Au cœur de cette opération : le Fichier unique de gestion administrative et de la solde (FUGAS), pilier du système de rémunération des agents de l’État, aujourd’hui soupçonné d’abriter des irrégularités majeures. Corruption, enrichissement illicite, faux et usage de faux, blanchiment de capitaux… la liste des infractions visées est longue, et le chantier s’annonce colossal.
Dans les couloirs des administrations comme dans les services déconcentrés, l’annonce résonne comme un coup de tonnerre. Car cette fois, l’enquête ne se limite pas à des dossiers isolés : elle vise un système. Un système où pourraient coexister agents fictifs, salaires indûment versés, diplômes falsifiés et complicités internes.

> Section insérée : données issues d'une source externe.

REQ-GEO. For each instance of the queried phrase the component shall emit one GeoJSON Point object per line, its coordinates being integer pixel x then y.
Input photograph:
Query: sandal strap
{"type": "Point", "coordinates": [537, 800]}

Pour mener cette offensive, la CRIEF mobilise un arsenal institutionnel inédit. La Direction centrale des investigations judiciaires de la gendarmerie, l’Office de répression des délits économiques et financiers (ORDEF), l’Agence nationale de lutte contre la corruption et la Direction centrale de la police judiciaire sont appelés à travailler main dans la main. Une synergie rare, censée garantir transparence et impartialité.
Sur le terrain, les opérations s’annoncent minutieuses et intrusives : vérification des diplômes, contrôle physique des agents, audit des salaires et des primes, traque des agents radiés ou décédés continuant à percevoir des rémunérations, identification de fonctionnaires absents du territoire mais toujours payés. Autant de pratiques qui, si elles sont avérées, révèlent des failles profondes dans la gestion des ressources humaines de l’État.

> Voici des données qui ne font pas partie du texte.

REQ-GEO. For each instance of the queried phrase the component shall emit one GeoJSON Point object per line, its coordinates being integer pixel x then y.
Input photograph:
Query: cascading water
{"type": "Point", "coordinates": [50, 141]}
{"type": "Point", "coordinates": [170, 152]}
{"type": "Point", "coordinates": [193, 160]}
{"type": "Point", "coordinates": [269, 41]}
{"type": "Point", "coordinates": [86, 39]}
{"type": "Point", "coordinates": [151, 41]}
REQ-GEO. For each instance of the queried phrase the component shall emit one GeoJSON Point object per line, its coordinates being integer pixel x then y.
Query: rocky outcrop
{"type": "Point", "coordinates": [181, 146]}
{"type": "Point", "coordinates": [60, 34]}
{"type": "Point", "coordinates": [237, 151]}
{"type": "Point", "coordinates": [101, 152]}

Dans certains services, la tension est palpable. L’idée d’une vérification physique des agents, jusque dans les régions, laisse présager une onde de choc administrative. Car derrière chaque anomalie potentielle, c’est toute une chaîne de responsabilités qui pourrait être mise en cause : comptables publics, gestionnaires des ressources humaines, voire responsables hiérarchiques.
Officiellement, le parquet insiste sur un objectif clair : assainir le fichier de la fonction publique et restaurer la crédibilité de la dépense publique. Mais sur le terrain, l’enjeu est aussi politique. Dans un contexte où la lutte contre l’impunité est érigée en priorité, cette enquête pourrait devenir un test grandeur nature de la volonté de rupture affichée par les autorités.

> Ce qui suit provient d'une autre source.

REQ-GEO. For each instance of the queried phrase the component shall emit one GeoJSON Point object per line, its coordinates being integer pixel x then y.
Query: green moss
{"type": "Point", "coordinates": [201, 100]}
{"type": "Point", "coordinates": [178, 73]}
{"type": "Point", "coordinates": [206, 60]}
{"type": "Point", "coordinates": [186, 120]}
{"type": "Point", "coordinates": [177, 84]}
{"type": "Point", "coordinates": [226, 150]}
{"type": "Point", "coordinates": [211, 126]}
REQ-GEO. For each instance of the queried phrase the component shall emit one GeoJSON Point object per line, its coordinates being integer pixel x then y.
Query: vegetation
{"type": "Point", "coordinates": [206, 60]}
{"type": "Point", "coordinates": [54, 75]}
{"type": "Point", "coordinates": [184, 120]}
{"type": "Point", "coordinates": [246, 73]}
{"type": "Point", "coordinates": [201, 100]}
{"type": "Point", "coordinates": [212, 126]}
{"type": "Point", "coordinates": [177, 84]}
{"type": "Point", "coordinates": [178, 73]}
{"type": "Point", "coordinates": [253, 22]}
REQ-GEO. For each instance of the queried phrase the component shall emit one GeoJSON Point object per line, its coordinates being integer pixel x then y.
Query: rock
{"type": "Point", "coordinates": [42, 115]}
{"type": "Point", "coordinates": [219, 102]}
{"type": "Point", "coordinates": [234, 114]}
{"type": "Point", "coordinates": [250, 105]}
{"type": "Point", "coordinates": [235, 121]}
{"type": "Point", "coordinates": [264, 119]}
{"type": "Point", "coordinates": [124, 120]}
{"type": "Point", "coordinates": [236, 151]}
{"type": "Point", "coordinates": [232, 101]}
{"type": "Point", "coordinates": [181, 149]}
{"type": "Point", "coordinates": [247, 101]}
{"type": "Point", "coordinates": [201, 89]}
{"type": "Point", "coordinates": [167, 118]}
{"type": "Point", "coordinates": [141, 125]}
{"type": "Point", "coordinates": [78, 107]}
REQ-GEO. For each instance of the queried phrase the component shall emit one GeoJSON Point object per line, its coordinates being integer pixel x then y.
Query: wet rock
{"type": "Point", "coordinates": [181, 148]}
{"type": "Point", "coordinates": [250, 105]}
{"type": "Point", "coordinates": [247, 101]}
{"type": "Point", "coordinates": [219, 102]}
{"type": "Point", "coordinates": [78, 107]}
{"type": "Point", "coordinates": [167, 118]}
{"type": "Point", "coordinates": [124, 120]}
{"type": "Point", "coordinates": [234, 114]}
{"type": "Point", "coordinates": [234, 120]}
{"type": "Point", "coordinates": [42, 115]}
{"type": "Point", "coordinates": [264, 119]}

En attendant les premiers résultats, la CRIEF appelle à la prudence, invitant citoyens et observateurs à se référer exclusivement à ses canaux officiels pour éviter toute désinformation.
Reste à savoir jusqu’où ira cette opération. Car si les promesses d’assainissement sont nombreuses, leur concrétisation dépendra d’un facteur clé : la capacité de l’État à aller jusqu’au bout, y compris lorsque l’enquête remontera vers des sphères sensibles.
Une chose est certaine : cette fois, c’est tout un système qui est passé au crible. Et dans cette traque des failles, chaque nom, chaque dossier, chaque salaire pourrait compter.